The mystery began on a quiet Saturday morning with something so ordinary that I almost ignored it. I shuffled into the kitchen still trying to wake up, reached automatically for the coffee container, and frowned the instant I picked it up. It was much lighter than it should have been. When I removed the lid, only enough grounds remained to make a single pot. That couldn’t be right. I’d bought coffee only a few days earlier, and unless I’d developed the habit of drinking it in my sleep, there was no reasonable explanation for why it had disappeared so quickly.

John Mercer wandered into the kitchen a moment later looking exactly the way every person looks before their first cup of coffee. His hair had surrendered to gravity sometime during the night, his T-shirt looked as though it had been rescued from the bottom of a laundry basket, and he didn’t say a word until he’d wrapped both hands around his favorite mug. Watching him before coffee was a little like watching an old computer boot up. Everything happened eventually, just not with any particular sense of urgency.

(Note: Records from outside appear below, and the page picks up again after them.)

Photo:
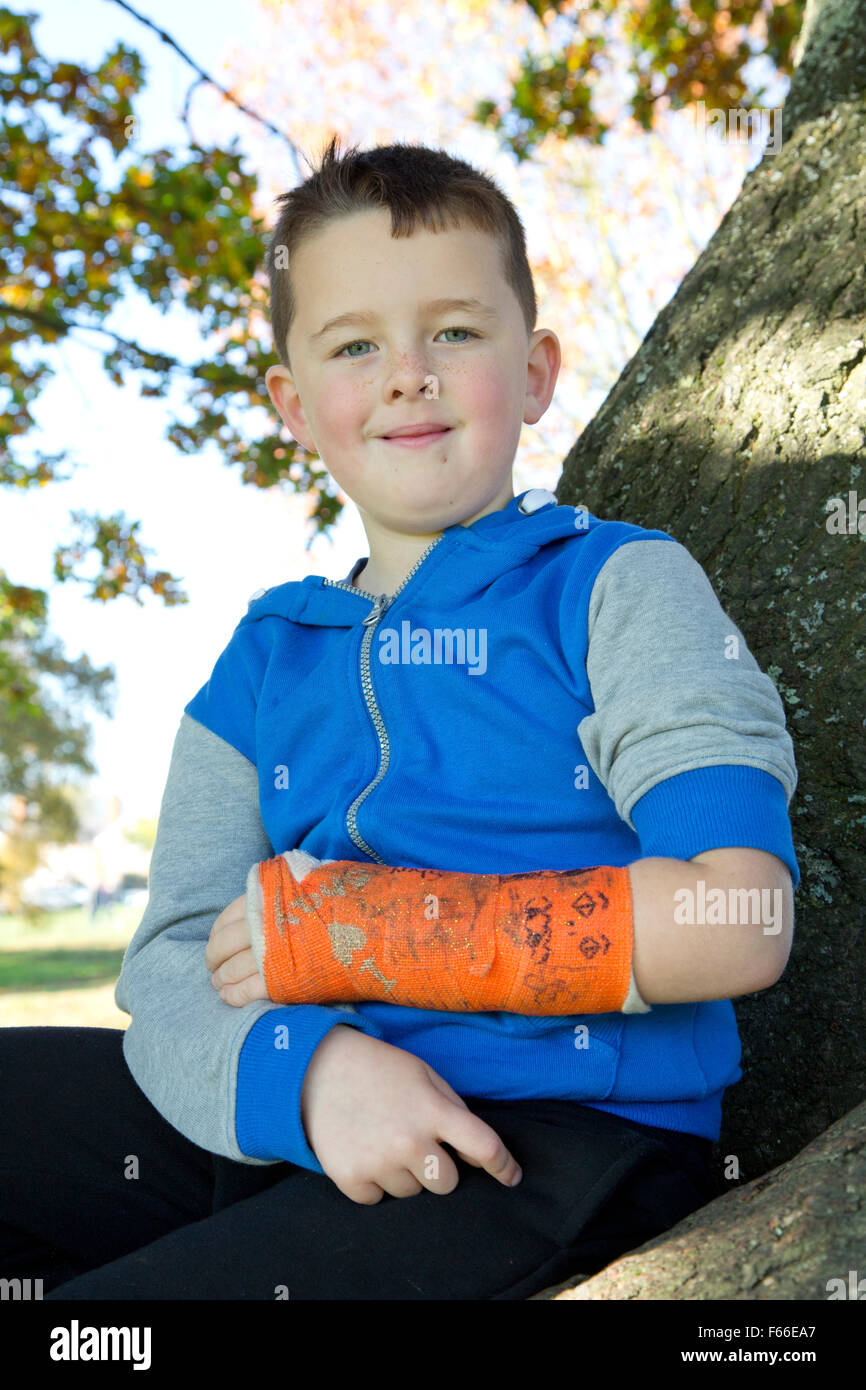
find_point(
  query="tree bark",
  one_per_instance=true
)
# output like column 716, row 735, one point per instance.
column 798, row 1232
column 740, row 417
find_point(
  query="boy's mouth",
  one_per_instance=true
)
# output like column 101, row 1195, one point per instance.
column 419, row 438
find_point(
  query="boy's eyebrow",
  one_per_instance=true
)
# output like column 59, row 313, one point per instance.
column 433, row 306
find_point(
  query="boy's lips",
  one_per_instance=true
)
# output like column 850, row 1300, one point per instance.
column 419, row 438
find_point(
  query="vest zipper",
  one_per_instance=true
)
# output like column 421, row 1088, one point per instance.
column 381, row 602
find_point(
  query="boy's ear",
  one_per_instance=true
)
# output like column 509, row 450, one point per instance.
column 287, row 402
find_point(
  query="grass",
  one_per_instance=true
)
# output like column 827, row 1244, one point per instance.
column 61, row 969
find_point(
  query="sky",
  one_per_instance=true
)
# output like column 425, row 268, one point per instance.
column 224, row 541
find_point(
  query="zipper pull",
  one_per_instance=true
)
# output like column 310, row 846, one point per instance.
column 376, row 612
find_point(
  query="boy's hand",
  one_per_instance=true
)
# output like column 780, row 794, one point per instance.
column 230, row 955
column 376, row 1116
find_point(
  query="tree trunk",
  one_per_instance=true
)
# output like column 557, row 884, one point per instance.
column 740, row 417
column 799, row 1232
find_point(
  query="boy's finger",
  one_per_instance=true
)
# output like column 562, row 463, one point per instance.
column 234, row 969
column 224, row 941
column 243, row 993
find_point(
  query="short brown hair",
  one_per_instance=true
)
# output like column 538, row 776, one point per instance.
column 417, row 184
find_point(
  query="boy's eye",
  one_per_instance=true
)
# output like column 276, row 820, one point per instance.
column 360, row 341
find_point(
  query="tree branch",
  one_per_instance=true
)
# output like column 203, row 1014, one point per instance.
column 205, row 77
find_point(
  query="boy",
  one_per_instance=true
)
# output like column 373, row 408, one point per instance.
column 377, row 804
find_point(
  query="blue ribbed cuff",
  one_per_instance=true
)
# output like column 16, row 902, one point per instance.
column 711, row 808
column 271, row 1068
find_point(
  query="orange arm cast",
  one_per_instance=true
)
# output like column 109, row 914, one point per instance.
column 545, row 943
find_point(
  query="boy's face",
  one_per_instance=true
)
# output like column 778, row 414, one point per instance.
column 349, row 387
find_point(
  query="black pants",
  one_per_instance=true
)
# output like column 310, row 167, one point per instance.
column 195, row 1225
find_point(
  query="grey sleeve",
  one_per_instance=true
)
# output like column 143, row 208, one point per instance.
column 669, row 692
column 182, row 1044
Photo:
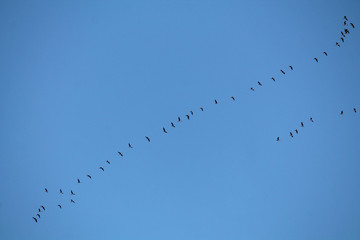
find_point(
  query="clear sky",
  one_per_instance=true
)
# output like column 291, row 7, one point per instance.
column 81, row 79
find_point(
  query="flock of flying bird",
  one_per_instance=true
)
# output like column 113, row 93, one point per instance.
column 343, row 35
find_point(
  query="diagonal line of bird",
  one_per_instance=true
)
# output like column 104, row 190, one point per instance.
column 344, row 33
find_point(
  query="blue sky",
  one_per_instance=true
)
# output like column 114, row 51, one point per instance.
column 81, row 79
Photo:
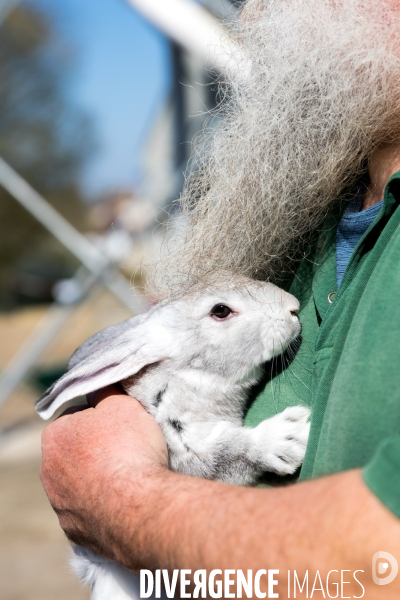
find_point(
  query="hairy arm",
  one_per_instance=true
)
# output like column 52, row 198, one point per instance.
column 105, row 472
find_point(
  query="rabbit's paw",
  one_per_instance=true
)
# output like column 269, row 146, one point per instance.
column 280, row 442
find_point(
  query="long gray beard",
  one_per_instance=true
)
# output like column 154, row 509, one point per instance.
column 322, row 94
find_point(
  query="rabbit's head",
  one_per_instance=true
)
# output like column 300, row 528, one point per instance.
column 228, row 325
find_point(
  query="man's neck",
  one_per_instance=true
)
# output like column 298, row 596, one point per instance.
column 383, row 163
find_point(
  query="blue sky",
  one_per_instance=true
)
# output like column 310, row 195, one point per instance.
column 121, row 77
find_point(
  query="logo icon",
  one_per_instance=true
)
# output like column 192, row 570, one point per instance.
column 384, row 563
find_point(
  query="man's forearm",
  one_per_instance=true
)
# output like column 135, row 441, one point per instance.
column 105, row 472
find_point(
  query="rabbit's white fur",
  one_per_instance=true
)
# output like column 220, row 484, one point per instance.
column 193, row 371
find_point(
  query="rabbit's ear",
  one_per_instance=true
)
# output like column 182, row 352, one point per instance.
column 135, row 348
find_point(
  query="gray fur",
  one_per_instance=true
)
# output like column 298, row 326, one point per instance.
column 193, row 373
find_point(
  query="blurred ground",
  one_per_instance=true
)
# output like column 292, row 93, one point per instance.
column 33, row 549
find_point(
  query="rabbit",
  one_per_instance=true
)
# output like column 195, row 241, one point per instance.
column 192, row 361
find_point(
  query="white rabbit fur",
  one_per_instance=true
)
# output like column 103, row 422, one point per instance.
column 193, row 372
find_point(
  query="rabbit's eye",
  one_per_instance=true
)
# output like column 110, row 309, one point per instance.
column 220, row 311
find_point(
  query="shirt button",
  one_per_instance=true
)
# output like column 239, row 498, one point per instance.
column 331, row 297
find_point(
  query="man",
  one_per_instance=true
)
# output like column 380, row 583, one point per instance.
column 321, row 103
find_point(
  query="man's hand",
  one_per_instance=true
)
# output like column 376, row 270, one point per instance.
column 92, row 457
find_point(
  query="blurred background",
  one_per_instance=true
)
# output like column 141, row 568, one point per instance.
column 99, row 103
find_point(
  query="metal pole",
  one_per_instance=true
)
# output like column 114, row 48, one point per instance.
column 23, row 361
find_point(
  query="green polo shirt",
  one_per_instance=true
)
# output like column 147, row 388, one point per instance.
column 347, row 368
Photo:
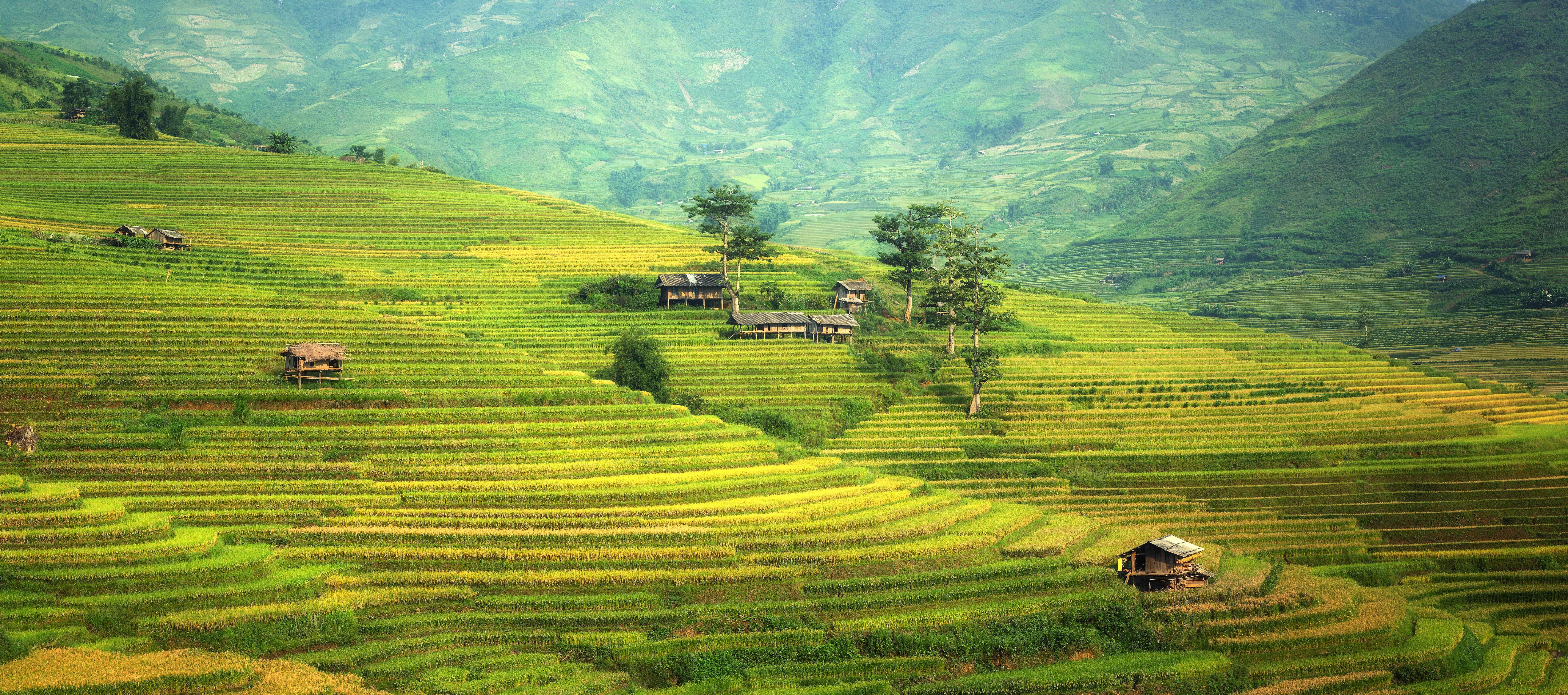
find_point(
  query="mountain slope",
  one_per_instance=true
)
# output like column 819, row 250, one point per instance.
column 1533, row 217
column 1418, row 145
column 858, row 103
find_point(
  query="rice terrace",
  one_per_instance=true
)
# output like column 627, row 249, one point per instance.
column 291, row 418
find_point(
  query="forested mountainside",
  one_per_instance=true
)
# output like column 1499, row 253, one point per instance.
column 1048, row 118
column 34, row 81
column 474, row 514
column 1424, row 197
column 1423, row 143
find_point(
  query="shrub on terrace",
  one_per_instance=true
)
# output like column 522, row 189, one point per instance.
column 640, row 363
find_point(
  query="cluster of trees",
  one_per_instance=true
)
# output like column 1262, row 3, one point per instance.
column 959, row 264
column 639, row 183
column 932, row 245
column 727, row 216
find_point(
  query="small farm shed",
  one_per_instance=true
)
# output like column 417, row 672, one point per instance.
column 316, row 362
column 832, row 327
column 851, row 296
column 170, row 239
column 1164, row 564
column 777, row 324
column 692, row 289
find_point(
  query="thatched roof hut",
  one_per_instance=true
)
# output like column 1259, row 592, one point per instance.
column 692, row 289
column 316, row 355
column 851, row 294
column 832, row 327
column 170, row 239
column 771, row 324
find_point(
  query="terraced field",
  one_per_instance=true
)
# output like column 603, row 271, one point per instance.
column 476, row 514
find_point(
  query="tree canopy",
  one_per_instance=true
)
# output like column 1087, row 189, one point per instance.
column 640, row 363
column 132, row 109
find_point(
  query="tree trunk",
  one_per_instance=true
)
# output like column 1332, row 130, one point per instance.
column 974, row 404
column 724, row 267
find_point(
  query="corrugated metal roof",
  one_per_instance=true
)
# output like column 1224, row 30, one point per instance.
column 738, row 319
column 691, row 280
column 1175, row 547
column 835, row 321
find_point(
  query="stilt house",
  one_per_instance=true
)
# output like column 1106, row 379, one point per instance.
column 692, row 289
column 832, row 327
column 777, row 324
column 851, row 296
column 314, row 362
column 1164, row 564
column 170, row 239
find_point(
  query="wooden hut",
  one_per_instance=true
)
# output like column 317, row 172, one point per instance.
column 692, row 289
column 851, row 296
column 1164, row 564
column 775, row 324
column 316, row 362
column 832, row 327
column 170, row 239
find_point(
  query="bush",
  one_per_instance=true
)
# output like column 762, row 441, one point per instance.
column 640, row 363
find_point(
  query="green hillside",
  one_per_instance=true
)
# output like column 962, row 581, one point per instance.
column 1418, row 145
column 861, row 103
column 1404, row 194
column 474, row 514
column 34, row 78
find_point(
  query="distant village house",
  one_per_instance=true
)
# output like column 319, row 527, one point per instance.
column 321, row 362
column 170, row 239
column 692, row 289
column 775, row 324
column 851, row 296
column 832, row 327
column 1164, row 564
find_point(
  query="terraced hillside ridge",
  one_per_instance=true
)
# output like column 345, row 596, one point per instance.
column 863, row 103
column 474, row 514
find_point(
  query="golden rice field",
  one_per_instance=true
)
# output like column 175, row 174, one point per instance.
column 477, row 514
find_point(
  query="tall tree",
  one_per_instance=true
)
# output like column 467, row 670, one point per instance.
column 132, row 109
column 725, row 211
column 971, row 269
column 76, row 95
column 943, row 296
column 173, row 120
column 985, row 365
column 910, row 236
column 281, row 142
column 640, row 363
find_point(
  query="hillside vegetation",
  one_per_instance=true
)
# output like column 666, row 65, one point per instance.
column 34, row 79
column 1404, row 195
column 865, row 104
column 468, row 517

“We’re almost out,” I said, holding up the container.

John barely looked at it. “Then we’ll pick up another one.”

“I just bought this.”

“When?”

“Three days ago.”

He thought about that for a moment before shrugging. “I’ve been drinking more coffee this week.”

There was nothing suspicious about the answer itself. In fact, it was probably the most sensible explanation available. The trouble was that John answered with the calm confidence of someone who believed the discussion was over, and my brain has never accepted calm confidence as a satisfactory ending to a mystery. If anything, it usually assumes the opposite.

Before I could continue the conversation, soft paws padded across the kitchen floor. Mr. Whiskers appeared from around the corner, stretched with theatrical enthusiasm, and settled himself beside the coffee maker. He didn’t ask for breakfast. He didn’t meow. He simply sat there, staring at the machine with the patient concentration of someone waiting for an important appointment. When he noticed me watching him, he gave one slow blink before looking back at the coffee maker.

I looked from the cat to John, then back to the cat again.

“You’ve been doing that a lot lately.”

John glanced over his shoulder. “Doing what?”

“Not you. Him.”

John followed my gaze to Mr. Whiskers, who remained perfectly still.

“He’s sitting down.”

“I know he’s sitting down.”

“So what’s the problem?”

“The problem is that he’s always sitting there.”

John poured himself a cup of coffee, took a long drink, and looked at the cat again as though seeing him for the first time that morning.

“I’ve honestly never paid attention.”

“Exactly.”

He frowned.

“Exactly… what?”

“That’s what makes it suspicious.”

John stared at me for several seconds with the expression of a man trying to determine whether he was still asleep. Without another word, he carried his coffee into the living room.

I watched him leave before turning back toward Mr. Whiskers, who had not moved an inch. Cats have a remarkable talent for making complete stillness look intentional. A dog sitting quietly looks relaxed. A cat sitting quietly looks like it’s evaluating the weaknesses in your security system.